Brent crude futures LCOc1 settled at $67.92 a barrel, rising 72 cents, or 1.07%. US West Texas Intermediate (WTI) crude futures CLc1 settled at $61.68 a barrel, up 57 cents, or 0.93%, Reuters reported, noting that both benchmarks were their strongest since 17 September.
“I find it very difficult to see it being sustained much higher than where it is now because of the step back a bit, we see the global economy is slowing and so the level of demand – not just because of the economy but also the blend of energy sources being used – so anything above 70 to me looks a bit strange and if it does it won’t be there for long,” Justin Urquhart Stewart, director at Seven Investment Management in London, told New Europe by phone on 27 December.
He noted that stocks of energy companies are at all time highs. “But be wary of this market now, be very wary because it is the end of the calendar year where greedy fund managers will want to make sure that their funds looks absolutely pristine because it’s bonus time so it’s a bit of a fools market we have to be very careful of,” Urquhart Stewart said.

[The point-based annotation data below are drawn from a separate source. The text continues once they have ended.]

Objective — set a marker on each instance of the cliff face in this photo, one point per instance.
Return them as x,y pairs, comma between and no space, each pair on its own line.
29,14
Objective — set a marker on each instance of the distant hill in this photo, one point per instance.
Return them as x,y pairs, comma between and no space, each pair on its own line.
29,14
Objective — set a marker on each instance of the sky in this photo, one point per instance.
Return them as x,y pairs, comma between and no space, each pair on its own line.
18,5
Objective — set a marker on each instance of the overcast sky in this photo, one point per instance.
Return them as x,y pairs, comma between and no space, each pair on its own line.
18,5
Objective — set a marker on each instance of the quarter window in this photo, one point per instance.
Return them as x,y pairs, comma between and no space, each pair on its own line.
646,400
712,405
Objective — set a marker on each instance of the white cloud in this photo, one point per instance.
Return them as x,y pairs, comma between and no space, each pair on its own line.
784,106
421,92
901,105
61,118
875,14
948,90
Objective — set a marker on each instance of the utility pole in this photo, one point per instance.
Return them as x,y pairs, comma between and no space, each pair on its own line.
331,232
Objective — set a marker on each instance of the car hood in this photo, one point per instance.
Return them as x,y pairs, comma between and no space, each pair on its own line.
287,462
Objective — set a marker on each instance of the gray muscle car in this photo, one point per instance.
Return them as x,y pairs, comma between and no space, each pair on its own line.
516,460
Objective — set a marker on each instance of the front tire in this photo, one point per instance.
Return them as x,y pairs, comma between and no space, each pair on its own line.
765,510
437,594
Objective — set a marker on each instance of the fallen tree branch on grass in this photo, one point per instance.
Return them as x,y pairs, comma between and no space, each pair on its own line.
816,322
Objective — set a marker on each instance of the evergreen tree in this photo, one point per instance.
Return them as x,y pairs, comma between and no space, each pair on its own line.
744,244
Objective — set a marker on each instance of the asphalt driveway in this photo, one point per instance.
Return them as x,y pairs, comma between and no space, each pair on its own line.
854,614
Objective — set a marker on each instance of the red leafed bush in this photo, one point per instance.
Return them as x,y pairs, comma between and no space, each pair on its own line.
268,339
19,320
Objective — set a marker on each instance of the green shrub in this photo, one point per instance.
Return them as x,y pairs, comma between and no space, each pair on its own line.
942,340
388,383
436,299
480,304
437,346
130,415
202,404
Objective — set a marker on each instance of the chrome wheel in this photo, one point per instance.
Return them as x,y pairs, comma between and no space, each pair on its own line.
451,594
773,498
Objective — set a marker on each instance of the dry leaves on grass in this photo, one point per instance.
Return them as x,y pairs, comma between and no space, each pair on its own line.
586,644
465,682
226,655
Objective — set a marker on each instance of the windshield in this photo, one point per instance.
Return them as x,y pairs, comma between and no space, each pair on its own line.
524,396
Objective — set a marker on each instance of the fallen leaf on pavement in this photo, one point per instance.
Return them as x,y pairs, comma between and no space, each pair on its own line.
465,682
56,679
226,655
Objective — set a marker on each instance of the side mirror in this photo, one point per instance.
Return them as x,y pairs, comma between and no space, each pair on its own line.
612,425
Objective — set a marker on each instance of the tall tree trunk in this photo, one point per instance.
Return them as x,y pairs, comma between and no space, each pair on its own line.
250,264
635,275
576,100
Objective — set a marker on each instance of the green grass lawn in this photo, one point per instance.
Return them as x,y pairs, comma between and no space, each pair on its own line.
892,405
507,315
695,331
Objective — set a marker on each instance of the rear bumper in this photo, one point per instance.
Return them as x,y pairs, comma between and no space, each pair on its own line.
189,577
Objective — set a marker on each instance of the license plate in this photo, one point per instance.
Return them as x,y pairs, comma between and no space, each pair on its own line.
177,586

He noted that the big theme is the trade issue. Beijing on 25 December said it was in close touch with Washington on a trade deal signing ceremony, after US President Donald J. Trump said on 24 December that he and Chinese President Xi Jinping announced a Phase 1 agreement that would reduce some US tariffs in exchange for more Chinese purchases of American farm products.
According to Reuters, Brent has rallied 25% in 2019, supported by production cuts by OPEC+. The Organization of the Petroleum Exporting Countries and allies led by Russia. OPEC+ agreed this month to extend and deepen production cuts up to 2.1 million barrels per day from 1 January, or roughly 2% of global demand.
Also supporting prices, the API, reportedly said late on 24 December that US crude stocks fell by 7.9 million barrels last week.